Submitted by thankeeka on February 19, 2007 - 10:16am. General News

Videogames increase aggressive behavior in players. Okay, maybe they don't. Or maybe they do. The facts show that really there is no one-way to pinpoint aggressive and violent videogames as leading to an increase of aggressive behavior. A recent report has come out to attest to that fact that it may be a fact never fully known or realized.

From the article:

Any scientific link between violent video games and violent behavior remains tenuous.

At least, that’s the conclusion of a Ph.D faculty member at Texas A&M International University’s Department of Behavioral, Applied Sciences and Criminal Justice. The researcher, Christopher Ferguson forwarded GamePolitics information about a study he recently completed. In an e-mail, Ferguson wrote:

I conducted a meta-analysis of studies associating violent video game exposure with aggressive behaviors. A meta-analysis involves collecting existing studies in the literature, and obtaining an over all effect size (i.e. degree of relationship) for all of the studies examined. This allows us to get a sense, not just for individual research projects, but rather for the overall result from combined studies in a field.

In the current publication, studies that examined violent video game effects on aggressive behavior were analyzed. Also examined was a phenomenon called “publication bias” which means that scientific journals are more likely to publish studies that support a particular hypothesis than those that reject it.

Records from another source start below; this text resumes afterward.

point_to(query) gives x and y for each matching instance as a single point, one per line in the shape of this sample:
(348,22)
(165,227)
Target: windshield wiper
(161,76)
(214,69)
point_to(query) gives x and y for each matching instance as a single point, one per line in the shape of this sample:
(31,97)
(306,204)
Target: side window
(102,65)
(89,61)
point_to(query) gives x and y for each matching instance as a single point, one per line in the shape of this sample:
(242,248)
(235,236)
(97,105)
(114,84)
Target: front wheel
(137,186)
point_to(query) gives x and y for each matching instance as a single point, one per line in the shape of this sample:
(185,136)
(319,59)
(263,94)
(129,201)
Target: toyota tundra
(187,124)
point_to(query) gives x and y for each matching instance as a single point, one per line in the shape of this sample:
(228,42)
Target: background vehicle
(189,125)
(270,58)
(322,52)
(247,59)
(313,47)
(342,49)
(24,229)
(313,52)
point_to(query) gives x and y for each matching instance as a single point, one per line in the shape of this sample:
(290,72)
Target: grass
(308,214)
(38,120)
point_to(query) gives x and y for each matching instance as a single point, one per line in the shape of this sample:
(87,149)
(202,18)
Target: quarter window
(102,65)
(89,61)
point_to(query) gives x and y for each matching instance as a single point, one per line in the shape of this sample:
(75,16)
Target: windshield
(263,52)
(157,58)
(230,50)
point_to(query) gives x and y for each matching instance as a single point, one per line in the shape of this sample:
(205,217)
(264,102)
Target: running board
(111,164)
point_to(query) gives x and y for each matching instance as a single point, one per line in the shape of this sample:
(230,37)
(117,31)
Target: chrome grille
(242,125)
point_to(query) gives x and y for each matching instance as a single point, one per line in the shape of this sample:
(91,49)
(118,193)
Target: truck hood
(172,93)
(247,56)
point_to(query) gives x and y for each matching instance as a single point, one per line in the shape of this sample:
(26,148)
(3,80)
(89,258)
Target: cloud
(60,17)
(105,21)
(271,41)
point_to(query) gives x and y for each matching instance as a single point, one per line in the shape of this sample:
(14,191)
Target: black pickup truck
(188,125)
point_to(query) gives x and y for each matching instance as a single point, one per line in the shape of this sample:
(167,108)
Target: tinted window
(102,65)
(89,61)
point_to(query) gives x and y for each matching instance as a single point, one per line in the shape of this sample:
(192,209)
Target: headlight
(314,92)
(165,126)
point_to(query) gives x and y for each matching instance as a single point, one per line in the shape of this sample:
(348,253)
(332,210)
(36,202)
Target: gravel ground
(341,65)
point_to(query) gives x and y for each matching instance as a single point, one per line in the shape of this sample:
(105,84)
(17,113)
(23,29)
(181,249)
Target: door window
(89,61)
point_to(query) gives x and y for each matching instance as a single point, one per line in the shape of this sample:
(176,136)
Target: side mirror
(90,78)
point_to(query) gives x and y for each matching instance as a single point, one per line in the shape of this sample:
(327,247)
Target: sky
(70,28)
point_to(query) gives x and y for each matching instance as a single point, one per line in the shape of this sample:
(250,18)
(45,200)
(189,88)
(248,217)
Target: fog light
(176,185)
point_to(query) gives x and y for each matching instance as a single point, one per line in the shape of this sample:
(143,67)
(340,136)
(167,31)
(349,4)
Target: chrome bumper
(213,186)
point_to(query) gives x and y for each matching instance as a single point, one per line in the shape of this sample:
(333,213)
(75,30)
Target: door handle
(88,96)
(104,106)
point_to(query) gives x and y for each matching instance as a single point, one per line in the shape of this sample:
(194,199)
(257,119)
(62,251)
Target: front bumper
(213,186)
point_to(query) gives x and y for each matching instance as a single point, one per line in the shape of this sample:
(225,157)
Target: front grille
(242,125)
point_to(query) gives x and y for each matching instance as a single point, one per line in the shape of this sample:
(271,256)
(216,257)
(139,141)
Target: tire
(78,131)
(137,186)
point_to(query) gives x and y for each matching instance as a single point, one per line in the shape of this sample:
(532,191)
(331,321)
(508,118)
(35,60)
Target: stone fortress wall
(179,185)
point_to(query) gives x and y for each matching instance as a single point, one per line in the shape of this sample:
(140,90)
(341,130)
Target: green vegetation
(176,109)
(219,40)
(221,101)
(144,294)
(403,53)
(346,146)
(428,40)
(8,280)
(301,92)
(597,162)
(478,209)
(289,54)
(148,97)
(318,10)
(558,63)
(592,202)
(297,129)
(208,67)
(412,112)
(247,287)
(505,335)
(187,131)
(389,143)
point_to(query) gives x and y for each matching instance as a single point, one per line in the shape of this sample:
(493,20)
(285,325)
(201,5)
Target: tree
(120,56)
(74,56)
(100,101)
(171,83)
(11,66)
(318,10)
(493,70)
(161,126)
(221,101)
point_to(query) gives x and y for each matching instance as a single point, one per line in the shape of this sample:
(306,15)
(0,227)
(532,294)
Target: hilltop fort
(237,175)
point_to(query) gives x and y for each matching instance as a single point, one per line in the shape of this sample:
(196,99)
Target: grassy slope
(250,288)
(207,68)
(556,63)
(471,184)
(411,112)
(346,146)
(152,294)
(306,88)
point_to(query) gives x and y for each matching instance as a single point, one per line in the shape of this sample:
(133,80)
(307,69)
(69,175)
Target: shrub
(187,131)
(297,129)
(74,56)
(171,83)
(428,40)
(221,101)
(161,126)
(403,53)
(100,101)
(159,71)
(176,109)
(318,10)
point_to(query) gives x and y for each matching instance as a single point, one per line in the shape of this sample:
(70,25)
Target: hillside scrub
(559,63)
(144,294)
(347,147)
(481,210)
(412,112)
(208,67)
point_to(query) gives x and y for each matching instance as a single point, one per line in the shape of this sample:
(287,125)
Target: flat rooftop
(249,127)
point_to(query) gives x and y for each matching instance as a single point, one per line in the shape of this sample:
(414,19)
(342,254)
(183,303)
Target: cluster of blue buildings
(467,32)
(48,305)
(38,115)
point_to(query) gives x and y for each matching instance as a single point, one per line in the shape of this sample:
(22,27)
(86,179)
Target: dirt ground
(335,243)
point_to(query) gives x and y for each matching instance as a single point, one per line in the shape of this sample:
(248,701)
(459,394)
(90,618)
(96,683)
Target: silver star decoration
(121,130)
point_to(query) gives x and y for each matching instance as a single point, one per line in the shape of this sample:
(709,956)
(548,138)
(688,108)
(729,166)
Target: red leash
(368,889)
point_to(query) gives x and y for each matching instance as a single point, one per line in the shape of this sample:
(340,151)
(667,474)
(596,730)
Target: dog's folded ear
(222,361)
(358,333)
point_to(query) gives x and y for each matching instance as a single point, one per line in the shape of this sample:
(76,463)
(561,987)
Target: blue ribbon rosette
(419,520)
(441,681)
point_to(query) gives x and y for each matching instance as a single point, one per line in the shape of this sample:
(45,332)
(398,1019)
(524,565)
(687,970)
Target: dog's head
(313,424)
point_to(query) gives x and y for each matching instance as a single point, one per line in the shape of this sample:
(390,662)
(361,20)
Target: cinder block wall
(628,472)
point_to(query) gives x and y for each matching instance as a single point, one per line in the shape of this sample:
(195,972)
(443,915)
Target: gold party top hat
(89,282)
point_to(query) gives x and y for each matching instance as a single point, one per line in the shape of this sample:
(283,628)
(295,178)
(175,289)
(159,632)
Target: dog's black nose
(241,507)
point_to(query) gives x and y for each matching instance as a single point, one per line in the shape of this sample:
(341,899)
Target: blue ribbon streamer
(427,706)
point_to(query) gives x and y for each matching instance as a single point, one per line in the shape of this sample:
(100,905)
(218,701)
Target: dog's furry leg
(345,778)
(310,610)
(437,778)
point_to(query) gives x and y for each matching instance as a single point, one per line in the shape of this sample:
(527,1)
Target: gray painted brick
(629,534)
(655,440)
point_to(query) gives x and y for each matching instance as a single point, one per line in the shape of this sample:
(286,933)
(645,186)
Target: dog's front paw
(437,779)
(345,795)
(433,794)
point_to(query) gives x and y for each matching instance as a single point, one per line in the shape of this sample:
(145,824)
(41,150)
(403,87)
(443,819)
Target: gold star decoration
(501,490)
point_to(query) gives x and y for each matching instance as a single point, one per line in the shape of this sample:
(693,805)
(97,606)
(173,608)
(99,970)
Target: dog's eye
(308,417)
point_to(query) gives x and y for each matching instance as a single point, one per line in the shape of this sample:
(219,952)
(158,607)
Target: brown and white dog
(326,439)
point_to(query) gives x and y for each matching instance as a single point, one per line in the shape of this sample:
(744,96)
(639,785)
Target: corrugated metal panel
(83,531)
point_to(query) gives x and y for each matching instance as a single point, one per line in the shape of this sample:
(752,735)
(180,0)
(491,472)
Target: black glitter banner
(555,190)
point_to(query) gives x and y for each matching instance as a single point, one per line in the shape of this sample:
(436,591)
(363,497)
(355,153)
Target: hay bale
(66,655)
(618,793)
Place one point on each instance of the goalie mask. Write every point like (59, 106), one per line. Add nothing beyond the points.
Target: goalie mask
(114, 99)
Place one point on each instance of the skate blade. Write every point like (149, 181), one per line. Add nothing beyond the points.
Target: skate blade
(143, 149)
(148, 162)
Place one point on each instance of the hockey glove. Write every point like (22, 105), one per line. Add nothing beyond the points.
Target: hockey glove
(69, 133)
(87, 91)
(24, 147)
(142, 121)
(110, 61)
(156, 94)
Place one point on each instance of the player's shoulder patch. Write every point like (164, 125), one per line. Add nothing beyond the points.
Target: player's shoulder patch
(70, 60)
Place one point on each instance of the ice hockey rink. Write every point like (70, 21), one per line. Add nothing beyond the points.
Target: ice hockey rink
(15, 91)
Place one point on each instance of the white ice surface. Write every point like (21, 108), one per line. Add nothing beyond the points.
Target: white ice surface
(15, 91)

Results from the current meta-analysis found that there were about 25 recent studies on violent video game effects, with conflicting results.

Overall results of the study found that although violent video games appear to increase people’s aggressive thoughts (which it would not be surprising that people are still thinking about what they were just playing), violent games do not appear to increase aggressive behavior.

This as true for both correlational and experimental studies. Also it was found that studies that employed less standardized measures of aggression produced higher effects than better standardized measures of aggression. In other words, better measures of aggression are associated with lower effects.

Publication bias appeared to be a significant issue for studies of aggressive behavior. Thus it was concluded that there is little evidence from the current body of literature on violent video games that playing violent video games is either causally or correlationally associated with increases in aggressive behavior.